When LLMs become able to reflectively examine their own premises and weight paths, they will exceed the self-awareness of ordinary humans.

hgoel · 2026-03-23T11:26:35 1774265195

Just dealt with this last night with Claude repeatedly risking a full system crash by failing to ensure that the previous training run of a model ended before starting the next one.

It's a pretty strange issue, makes me feel like the 1M context model was actually a downgrade, but it's probably something weird about the state of its memory document. I wasn't even very deep into the context.

Natfan · 2026-03-23T03:59:33 1774238373

why would further chance at context pollution be a good thing? i feel like it is easier for data to get lost in a larger context

grey-area · 2026-03-23T06:54:57 1774248897

It doesn’t reason or explicitly follow instructions, it generates plausible text given a context.

maxbeech · 2026-03-22T15:58:46 1774195126

nice architecture -- the two-plane model is something i've been thinking about too, from a slightly different angle.

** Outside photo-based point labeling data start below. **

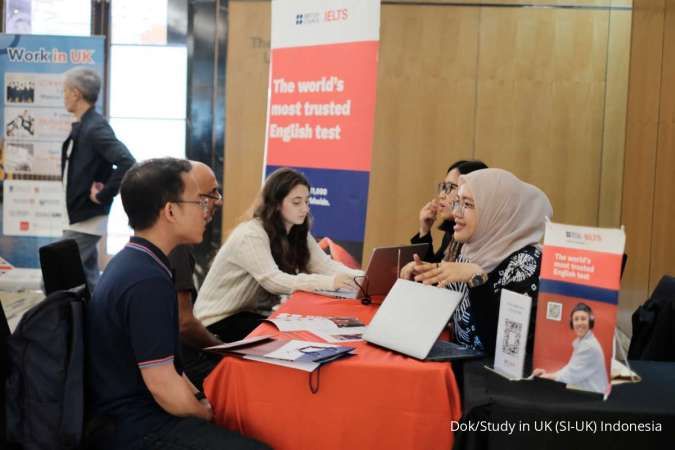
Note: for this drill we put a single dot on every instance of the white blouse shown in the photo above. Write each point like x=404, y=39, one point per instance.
x=244, y=272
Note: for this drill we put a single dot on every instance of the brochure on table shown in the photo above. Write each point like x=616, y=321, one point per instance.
x=330, y=329
x=298, y=354
x=512, y=328
x=576, y=313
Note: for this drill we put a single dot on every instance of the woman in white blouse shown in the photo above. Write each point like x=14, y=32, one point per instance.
x=271, y=254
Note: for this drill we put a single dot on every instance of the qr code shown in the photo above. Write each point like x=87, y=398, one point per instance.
x=511, y=338
x=554, y=311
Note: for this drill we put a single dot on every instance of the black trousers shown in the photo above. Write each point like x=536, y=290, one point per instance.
x=198, y=364
x=196, y=434
x=237, y=326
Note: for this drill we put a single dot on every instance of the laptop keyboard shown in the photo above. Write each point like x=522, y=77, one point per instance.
x=444, y=350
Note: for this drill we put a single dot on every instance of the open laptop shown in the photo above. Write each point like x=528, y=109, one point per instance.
x=382, y=272
x=412, y=317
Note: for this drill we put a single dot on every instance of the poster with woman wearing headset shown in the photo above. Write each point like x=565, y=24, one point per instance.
x=576, y=315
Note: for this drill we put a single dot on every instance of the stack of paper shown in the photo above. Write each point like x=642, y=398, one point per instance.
x=330, y=329
x=296, y=354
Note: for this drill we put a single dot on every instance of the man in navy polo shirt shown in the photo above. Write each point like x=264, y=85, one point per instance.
x=135, y=370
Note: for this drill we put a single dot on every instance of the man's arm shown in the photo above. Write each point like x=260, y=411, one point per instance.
x=192, y=331
x=173, y=393
x=116, y=153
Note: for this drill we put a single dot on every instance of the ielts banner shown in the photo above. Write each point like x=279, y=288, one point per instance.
x=576, y=313
x=321, y=107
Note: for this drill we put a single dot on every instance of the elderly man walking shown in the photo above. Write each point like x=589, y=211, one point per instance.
x=93, y=163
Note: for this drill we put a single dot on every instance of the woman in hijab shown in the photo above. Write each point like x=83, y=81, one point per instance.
x=500, y=221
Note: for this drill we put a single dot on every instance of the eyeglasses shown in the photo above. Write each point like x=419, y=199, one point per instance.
x=446, y=187
x=215, y=195
x=202, y=202
x=459, y=206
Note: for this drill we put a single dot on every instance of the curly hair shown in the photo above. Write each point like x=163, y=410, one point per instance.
x=290, y=250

i built something for this actually (openhelm.ai) -- the problem i was solving is less about orchestrating active PR loops and more about scheduling claude code jobs to run unattended on a cron-like schedule. user describes a high-level goal, it gets planned into a set of tasks with a next_fire_at, and those run autonomously in the background even when they're not at their desk.

the piece i found hardest: deciding what requires human approval vs what can auto-proceed. we landed on "no plan runs without user sign-off" as a hard rule, but even within an approved plan, mid-job blockers that need human input are more common than you'd expect.

curious how TTal handles tasks that get legitimately stuck mid-execution -- does the manager agent have heuristics for detecting "stuck vs slow"? the watchdog timeout approach (we sigterm after 30 min) is blunt but works.